Summer break flew by at such a lightening speed that I cant get a hold of my thoughts. 30th july was a very special day for us. Hiro took me on his bike to his favorite place which was the highest altitude point around the city, it was a picturesque view of the sprawling city.. Hiro has special memories of this place and loves to feel the wind. It had become like a meadow there, wild orangish flowers were blooming, cicadas screeching and the leaves rustling. The wind was whispering so many stories today and it behaved mischievously. Running a hand through my hair, closing my eyes I experienced a strange satisfaction in my heart. An amazing day!!!!!!!!!
The next memorable day was my birthday- 27th july. Hiro was of course the very first one to wish me, he had asked me to keep the evening free. Aya and the others were meeting me at the nearby restaurant we celebrated by eating our favourite dishes and lots of desserts!! Everyone had pooled in together for an outfit, a cerulean blue dress, it touched me so much that I cried and we hugged each other. Aya came with me to help me get ready, after we split up.. she had me put a bit of gloss and mascara!! For which I was hesitant..
Hiro came to pick me up and when I had taken the seat behind him, he turned back and said, “hey, what happened? You look different than usual, a bit strange..” I exclaimed,”ah! NO! I knew it was strange” then he said laughingly,” ha ha ha! Gotcha!! Of course you look beautiful!!” I squeezed his waist tightly and laid my head on his warm back.. Hiro took me to his house and cooked me a special meal- all my favorites. I enjoyed it a lot. Then we went to the beach just as the sun was setting, this setting sun was Hiro’s gift to me and the wind brought unimaginable feelings with it.. I closed my eyes n saw the red light of this sun under my eyelids… then Hiro parted my hair at the nape of my neck, I heard the jingle of something, a clink, then I felt something at my neck. Opening my eyes, I saw a blue stone that was the exact shade of his eyes. I  couldnt utter a single sound. He came in front of me the setting sun, he looked beautiful.he wrapped me in his arms and I hugged him, squeezing tightly, my tears soaking his shirt just below the shoulder…

..
Such happiness I never knew could exist. We were gradually adding these beads of happiness to this unpredictable string of life…… to me Hiro was just like the wind- I thought that when he showed me his favorite place. I would easily be picked up by this wind, be blown away, travel to new places, experience new feelings with him..

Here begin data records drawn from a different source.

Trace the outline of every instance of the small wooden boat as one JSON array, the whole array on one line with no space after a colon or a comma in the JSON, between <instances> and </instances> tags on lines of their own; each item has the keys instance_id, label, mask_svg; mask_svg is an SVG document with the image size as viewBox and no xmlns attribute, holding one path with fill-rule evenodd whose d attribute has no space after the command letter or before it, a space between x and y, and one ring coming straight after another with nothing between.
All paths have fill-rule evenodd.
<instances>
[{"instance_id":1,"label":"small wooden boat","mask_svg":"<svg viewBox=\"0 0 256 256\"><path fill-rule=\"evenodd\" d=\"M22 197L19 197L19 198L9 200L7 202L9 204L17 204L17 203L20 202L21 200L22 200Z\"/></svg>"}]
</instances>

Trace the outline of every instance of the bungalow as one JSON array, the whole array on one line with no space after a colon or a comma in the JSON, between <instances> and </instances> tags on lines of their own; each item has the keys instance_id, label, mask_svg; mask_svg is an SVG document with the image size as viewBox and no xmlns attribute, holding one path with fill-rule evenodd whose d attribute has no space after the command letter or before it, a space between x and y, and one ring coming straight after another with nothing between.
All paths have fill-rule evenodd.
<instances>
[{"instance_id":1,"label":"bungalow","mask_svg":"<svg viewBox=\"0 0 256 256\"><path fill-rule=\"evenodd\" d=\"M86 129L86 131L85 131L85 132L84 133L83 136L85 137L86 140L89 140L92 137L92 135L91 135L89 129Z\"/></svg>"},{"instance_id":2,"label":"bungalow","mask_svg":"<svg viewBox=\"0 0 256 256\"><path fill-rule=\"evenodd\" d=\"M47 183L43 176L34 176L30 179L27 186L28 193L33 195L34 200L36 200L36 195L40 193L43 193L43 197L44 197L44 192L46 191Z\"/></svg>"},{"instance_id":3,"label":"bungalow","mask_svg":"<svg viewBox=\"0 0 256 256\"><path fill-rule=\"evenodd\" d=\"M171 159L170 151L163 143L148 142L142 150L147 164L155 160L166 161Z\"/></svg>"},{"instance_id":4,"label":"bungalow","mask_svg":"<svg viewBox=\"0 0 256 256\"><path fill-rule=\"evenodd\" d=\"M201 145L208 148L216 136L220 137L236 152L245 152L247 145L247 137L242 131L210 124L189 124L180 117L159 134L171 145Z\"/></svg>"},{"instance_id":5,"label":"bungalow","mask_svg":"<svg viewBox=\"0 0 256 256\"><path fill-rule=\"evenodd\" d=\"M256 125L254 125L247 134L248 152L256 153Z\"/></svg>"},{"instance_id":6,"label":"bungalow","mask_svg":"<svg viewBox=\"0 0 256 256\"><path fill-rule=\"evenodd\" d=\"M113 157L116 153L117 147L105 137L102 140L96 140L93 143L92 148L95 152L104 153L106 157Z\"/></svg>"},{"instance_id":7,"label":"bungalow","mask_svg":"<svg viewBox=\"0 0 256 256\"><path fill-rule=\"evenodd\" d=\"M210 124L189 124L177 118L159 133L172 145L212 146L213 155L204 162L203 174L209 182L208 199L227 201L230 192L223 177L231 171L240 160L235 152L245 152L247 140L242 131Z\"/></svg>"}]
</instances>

Ah, I have to fall asleep now or I wont get up in time for tomorrow. OYASUMI!! J


1st september 2006

I will be remembering today for this terrifying incident……….
     Hiro was going to lunch with his friends as they had been complaining that he’d forgotten them because of his girlfriend…. So I also had the opportunity to eat with aya n the others…  some seniors came to our class n called out, ‘sakura mikan’ … I was a bit bewildered that seniors wanted to talk to me as I had never gotten involved with them…
    Apprehensively I had to go with them.. after we had crossed the gate , a hand flew passed me and I felt giddy, I must have blacked out… because when I came to, I seemed to be in a large space which felt like an empty warehouse.